Aber Mutti, welche die Polizei vorstellen sollte, war nicht in ihrem Zimmer, die hatte Hanne soeben in die Speisekammer geholt, um ihr zu zeigen, daß unbedingt eine Maus dort sein müsse. Sie habe ein großes Loch ins Brot gefressen.
»Ja, wirklich, Hanne, das beste ist, Sie stellen eine Mausefalle auf«, meinte Frau Doktor Braun.
»Ne, erst mache ich selber Jagd auf die Maus, die ist sicher noch hier in der Speisekammer, denn heute mittag war das Brot noch ganz heil.« Damit begann Hanne voll Jagdeifer die Vorratstonnen und Gläser mit eingemachten Früchten auszuräumen.
Da erschien Nesthäkchen mit der Konditormütze. Aber vor lauter Staunen vergaß sie den Dieb Puck bei der Polizei anzuzeigen.
»Nanu, was ist denn hier los, ziehen wir aus?« fragte sie neugierig.
»Ne, aber wir haben ’ne Maus hier in der Speisekammer.« Hanne schleppte Wein-und Bierflaschen heraus, kein Stück ließ sie an seinem Platz.
»Eine Maus – eine Maus!« jubelte Nesthäkchen und sprang selig zwischen sämtlichen Flaschen und Vorratstüten herum.
Vergessen war der Dieb, vergessen die ganze Konditorei – »eine Maus – eine Maus!« das war ja wundervoll!
Annemie half geschäftig beim Auskramen der Speisekammer, zerschlug dabei den Deckel von der Reistonne, ließ die Zwiebeln alle aus dem Zwiebelnetz rollen und unter Küchenschrank und Tisch trudeln, tauchte heimlich das Fingerchen in die Zuckertonne – und zeigte sich auf diese Weise äußerst nützlich.
»Wenn ich die Maus aber kriege, der soll’s schlecht gehen – mir solche Arbeit zu machen!« schimpfte Hanne.
»Was tun Sie denn da mit ihr, Hanne?« fragte Annemie neugierig.
»Die wird bei lebendigem Leibe ersäuft!« sagte Hanne ingrimmig.
Das arme Mäuschen – eigentlich tat es Annemie sehr leid. Heimlich wünschte sie, daß Hanne es nicht erwischen sollte.
»Na, Hanne, haben Sie Ihre Maus schon gefunden?« Mutti trat wieder in die Küche.
»Ne, aber ich krieg’ sie schon noch, am hellichten Tage so’n Loch ins Brot zu knabbern – solche Frechheit!« Sie hielt das Brot mit dem großen Loch in die Höhe.
Klein-Annemie wurde blaß, und dann purpurrot.

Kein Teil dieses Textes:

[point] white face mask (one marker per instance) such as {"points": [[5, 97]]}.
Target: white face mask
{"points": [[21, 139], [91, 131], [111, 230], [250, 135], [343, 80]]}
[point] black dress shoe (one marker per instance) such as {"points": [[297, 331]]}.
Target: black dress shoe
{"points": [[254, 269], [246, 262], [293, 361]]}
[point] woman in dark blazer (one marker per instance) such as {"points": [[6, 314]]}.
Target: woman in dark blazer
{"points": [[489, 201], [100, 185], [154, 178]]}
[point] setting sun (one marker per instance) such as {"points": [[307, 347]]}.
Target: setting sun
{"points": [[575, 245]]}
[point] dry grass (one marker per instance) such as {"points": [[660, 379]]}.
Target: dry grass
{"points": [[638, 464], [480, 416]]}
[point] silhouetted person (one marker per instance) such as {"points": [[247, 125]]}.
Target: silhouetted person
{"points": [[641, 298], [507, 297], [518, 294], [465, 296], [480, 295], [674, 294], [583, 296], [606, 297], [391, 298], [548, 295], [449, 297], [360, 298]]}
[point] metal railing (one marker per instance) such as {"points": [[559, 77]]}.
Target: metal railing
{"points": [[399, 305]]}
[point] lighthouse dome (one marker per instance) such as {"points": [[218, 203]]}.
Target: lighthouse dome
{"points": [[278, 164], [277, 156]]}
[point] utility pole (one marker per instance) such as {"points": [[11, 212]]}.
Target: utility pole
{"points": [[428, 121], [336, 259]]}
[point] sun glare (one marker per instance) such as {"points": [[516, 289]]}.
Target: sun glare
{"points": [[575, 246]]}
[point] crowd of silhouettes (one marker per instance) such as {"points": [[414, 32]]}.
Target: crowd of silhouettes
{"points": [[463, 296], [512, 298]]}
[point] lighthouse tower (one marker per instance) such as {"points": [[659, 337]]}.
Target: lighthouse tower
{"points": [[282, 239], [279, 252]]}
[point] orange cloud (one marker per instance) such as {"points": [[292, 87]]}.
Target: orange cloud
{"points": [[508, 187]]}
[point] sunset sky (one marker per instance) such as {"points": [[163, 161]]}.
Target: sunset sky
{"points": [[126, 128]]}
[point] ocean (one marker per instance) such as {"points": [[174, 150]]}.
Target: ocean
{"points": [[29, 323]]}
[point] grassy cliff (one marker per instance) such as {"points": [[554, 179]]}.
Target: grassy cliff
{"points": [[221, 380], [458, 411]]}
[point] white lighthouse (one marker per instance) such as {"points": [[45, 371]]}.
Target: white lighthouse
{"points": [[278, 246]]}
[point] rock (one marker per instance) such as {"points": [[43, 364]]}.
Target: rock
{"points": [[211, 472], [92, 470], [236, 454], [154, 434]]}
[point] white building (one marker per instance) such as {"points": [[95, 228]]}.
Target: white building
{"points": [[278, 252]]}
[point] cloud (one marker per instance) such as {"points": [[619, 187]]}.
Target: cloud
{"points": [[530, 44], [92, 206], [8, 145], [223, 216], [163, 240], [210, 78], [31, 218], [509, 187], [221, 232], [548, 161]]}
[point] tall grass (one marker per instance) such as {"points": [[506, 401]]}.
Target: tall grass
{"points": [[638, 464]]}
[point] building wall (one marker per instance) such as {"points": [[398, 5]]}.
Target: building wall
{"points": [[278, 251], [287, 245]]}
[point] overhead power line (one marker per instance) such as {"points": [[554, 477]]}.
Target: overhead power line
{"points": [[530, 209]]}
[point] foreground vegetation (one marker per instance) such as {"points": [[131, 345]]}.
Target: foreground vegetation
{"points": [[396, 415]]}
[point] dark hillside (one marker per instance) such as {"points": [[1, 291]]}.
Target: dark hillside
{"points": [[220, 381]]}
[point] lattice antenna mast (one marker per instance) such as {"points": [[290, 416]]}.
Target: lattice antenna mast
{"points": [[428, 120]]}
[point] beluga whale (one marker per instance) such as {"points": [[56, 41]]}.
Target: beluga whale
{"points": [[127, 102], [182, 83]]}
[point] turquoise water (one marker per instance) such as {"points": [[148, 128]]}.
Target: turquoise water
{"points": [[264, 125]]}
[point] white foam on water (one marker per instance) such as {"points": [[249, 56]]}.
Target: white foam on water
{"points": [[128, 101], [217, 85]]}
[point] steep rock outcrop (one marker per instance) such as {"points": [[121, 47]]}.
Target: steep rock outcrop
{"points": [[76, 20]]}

Unschlüssig sah sie von dem Brot auf Hanne, und von dieser zu Mutti.
Sie schwankte – sie zauderte – und dann schlang sie plötzlich beide Ärmchen um Hannes breite Hüften und brach in bitterliches Weinen aus.
»Sie sollen das arme Mäuschen nicht ersäufen, Hanne, es kann ja nichts dafür, es hat das Brot doch gar nicht gefressen. Ich hab’s genommen, weil ich doch Konditor war, und mein Puppenjunge Brot kaufen wollte«, so jammerte Nesthäkchen.
»Du warst die Maus, na warte, wenn du mir nochmal solche Arbeit machen wirst, Mäuschen –« die Köchin drohte gutmütig und räumte ihre Speisekammer wieder ein.
Aber als Annemie jetzt ängstlich fragte: »Werde ich nun auch nicht bei lebendigem Leibe ersäuft?« da griff Hanne mit lustigem Lachen nach einem großen Eimer, und schreiend nahm Nesthäkchen Reißaus.